The Taming Of The Shrew
THE TAMING OF THE SHREW by William Shakespeare (Driftwood). At various venues. Runs to August 14. Pwyc ($20 suggested). driftwoodtheatre.com. See listings, page 50. Rating: NNN
Harkening back to the travelling troupes of the early modern period, Driftwood Theatre’s annual summer Bard’s Bus Tour performs the noble feat of bringing outdoor Shakespeare to communities around Ontario that might not otherwise have access to professional theatre.
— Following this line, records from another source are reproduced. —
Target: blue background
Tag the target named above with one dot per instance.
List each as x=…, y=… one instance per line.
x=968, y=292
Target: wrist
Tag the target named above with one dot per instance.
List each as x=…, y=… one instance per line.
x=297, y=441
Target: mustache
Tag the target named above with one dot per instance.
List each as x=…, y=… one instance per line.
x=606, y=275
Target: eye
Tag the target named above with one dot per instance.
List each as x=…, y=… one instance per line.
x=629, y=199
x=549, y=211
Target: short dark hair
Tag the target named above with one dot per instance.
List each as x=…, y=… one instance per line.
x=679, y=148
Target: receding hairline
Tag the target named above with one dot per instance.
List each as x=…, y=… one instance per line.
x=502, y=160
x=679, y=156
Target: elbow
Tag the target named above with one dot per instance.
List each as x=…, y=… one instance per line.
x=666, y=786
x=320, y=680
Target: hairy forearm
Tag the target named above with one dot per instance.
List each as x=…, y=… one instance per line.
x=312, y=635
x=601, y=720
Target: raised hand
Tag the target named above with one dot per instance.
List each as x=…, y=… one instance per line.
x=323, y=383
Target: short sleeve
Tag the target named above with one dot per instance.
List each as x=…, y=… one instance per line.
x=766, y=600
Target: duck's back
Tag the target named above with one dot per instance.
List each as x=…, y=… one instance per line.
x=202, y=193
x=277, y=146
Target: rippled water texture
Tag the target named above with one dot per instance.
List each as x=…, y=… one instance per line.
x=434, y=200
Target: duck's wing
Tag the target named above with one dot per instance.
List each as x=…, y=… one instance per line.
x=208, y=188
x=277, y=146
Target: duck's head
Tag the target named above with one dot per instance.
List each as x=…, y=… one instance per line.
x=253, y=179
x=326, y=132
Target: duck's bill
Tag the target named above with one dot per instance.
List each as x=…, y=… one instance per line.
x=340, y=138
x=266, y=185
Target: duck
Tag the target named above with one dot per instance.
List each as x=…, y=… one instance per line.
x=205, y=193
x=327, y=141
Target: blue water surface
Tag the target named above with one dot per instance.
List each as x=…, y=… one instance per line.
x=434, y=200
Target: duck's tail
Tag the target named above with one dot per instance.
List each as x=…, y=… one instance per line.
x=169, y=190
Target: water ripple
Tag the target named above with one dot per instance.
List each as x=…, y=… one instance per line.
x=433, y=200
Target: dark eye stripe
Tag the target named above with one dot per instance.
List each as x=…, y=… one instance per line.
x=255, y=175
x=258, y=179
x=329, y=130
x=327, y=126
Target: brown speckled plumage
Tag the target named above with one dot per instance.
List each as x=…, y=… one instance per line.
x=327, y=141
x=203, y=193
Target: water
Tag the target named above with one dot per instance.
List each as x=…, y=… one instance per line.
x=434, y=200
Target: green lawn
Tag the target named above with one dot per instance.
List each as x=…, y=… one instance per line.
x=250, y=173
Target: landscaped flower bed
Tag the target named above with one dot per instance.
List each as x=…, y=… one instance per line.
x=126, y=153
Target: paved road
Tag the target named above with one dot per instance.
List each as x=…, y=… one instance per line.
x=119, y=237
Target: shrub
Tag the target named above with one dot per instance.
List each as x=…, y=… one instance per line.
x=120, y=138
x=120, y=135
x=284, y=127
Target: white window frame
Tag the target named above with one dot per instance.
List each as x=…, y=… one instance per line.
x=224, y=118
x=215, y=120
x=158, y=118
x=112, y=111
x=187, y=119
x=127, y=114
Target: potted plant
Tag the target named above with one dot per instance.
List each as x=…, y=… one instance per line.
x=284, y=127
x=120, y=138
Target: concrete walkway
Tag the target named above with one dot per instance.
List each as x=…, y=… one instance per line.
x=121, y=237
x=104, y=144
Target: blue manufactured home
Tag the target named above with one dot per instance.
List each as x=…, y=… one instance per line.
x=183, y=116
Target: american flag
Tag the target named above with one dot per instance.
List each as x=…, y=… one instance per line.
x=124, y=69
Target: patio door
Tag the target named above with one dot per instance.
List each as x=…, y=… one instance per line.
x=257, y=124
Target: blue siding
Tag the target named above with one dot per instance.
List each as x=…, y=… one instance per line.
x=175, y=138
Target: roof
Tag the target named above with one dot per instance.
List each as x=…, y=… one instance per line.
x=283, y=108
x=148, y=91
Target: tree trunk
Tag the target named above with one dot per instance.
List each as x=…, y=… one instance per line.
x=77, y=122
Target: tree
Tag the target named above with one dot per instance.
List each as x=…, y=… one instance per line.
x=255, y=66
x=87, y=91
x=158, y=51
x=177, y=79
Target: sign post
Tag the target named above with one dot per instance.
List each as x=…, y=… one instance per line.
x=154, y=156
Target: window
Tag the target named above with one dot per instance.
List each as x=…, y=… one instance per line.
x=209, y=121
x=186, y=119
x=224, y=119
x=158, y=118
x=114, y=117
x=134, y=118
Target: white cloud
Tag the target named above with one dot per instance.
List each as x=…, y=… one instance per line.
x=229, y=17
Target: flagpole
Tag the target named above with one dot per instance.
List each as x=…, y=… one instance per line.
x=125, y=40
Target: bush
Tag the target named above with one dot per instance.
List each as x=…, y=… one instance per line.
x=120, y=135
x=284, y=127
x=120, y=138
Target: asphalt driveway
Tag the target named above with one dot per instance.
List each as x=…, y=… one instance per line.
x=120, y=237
This year they’re offering a risqué BDSM take on The Taming Of The Shrew (50 Shades Of Shrew?) that’s set in Toronto’s queer community at the end of the 1980s.
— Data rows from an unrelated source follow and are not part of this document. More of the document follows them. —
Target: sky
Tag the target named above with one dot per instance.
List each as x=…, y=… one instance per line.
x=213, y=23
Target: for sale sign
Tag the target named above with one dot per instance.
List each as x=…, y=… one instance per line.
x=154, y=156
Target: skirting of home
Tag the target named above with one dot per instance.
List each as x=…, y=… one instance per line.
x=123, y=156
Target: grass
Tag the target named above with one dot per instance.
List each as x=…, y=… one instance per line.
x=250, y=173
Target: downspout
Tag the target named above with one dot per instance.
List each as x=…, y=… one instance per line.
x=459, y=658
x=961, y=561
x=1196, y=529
Due to the misogynistic politics at the heart of the original text, in which Petruchio breaks down Katherina’s resistance to his amorous advances, Shrew has proved a difficult show for contemporary directors and audiences (although Ted Witzel managed a great adaptation in High Park back in 2013).
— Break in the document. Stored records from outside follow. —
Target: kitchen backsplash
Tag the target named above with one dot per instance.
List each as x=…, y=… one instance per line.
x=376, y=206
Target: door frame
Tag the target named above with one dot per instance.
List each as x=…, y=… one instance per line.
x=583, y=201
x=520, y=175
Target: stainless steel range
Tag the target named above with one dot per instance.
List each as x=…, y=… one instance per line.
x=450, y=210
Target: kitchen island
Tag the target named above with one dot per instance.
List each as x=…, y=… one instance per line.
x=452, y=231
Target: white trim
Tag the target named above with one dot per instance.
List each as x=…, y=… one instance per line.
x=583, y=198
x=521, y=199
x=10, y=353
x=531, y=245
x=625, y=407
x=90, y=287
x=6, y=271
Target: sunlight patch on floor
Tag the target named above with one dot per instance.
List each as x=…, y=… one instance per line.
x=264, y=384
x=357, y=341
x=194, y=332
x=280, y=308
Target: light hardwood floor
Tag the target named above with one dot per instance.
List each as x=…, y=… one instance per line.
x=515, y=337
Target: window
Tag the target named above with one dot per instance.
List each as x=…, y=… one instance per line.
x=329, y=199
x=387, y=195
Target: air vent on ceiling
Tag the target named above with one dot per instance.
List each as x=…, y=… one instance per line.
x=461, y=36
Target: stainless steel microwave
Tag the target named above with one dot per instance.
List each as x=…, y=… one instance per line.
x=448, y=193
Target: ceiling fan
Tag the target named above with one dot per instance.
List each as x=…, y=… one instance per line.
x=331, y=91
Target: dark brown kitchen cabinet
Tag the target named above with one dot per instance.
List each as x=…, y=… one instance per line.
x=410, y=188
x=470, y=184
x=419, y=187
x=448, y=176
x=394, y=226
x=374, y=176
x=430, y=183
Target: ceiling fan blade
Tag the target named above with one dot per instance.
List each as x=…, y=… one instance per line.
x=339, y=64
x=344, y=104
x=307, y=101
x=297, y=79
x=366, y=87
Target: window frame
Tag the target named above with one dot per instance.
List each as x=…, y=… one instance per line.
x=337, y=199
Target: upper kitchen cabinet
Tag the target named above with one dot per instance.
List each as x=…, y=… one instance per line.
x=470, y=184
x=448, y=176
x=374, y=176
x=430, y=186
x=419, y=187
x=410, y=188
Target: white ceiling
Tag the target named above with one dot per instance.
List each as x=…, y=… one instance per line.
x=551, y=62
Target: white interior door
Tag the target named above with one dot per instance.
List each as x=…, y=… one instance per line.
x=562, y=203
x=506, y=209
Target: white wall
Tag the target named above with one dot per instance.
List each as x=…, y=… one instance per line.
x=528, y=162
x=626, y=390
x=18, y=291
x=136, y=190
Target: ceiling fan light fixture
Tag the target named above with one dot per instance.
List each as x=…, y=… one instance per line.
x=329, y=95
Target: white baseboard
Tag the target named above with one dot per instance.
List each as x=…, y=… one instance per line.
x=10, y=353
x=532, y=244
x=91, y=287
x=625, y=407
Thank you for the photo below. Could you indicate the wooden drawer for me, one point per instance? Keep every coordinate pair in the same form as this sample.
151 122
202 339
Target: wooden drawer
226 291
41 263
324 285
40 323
Director D. Jeremy Smith recasts the competitive approach to love and sex within a wider discussion of consent, domination and rape culture that’s been brought to the fore by accusations against Jian Ghomeshi and Bill Cosby. For the most part, it works.
The Toronto-centric update finds the bulk of the action taking place around Church and Wellesley the weekend of the Pride parade, with places like Hamilton and Newmarket earning repeated chuckles as stand-ins for the play’s provincial locales.
The romantic manoeuvring is peppered with recurring songs, a venerable jukebox of thematically relevant 80s pop hits (everything from Prince’s 1999 to Depeche Mode’s Master And Servant) sung a cappella by the cast and nicely reminiscent of local 80s heroes the Nylons. Another cool retro touch is the modular set pieces produced by rearranging colourful giant Tetris blocks.
The ensemble is strong, with Geoffrey Armour’s Petruchio standing out, especially when he initially tangles with Siobhan Richardson’s Kate. The dynamic between the two is explosive, and at first it’s hard to imagine that any “taming” could possibly take place. Fiona Sauder also deserves a nod for her turn as the gender-fluid Lucentio in the play’s identity-swap subplot.
At two hours and 45 minutes, the show feels a little long, and there are certainly scenes that could be cut or trimmed. That said, the production is polished, intriguing and entertaining, even if some of the flashy elements don’t feel totally integrated.
Geoffrey Armour (left) and Drew O’Hara add BDSM to the Bard.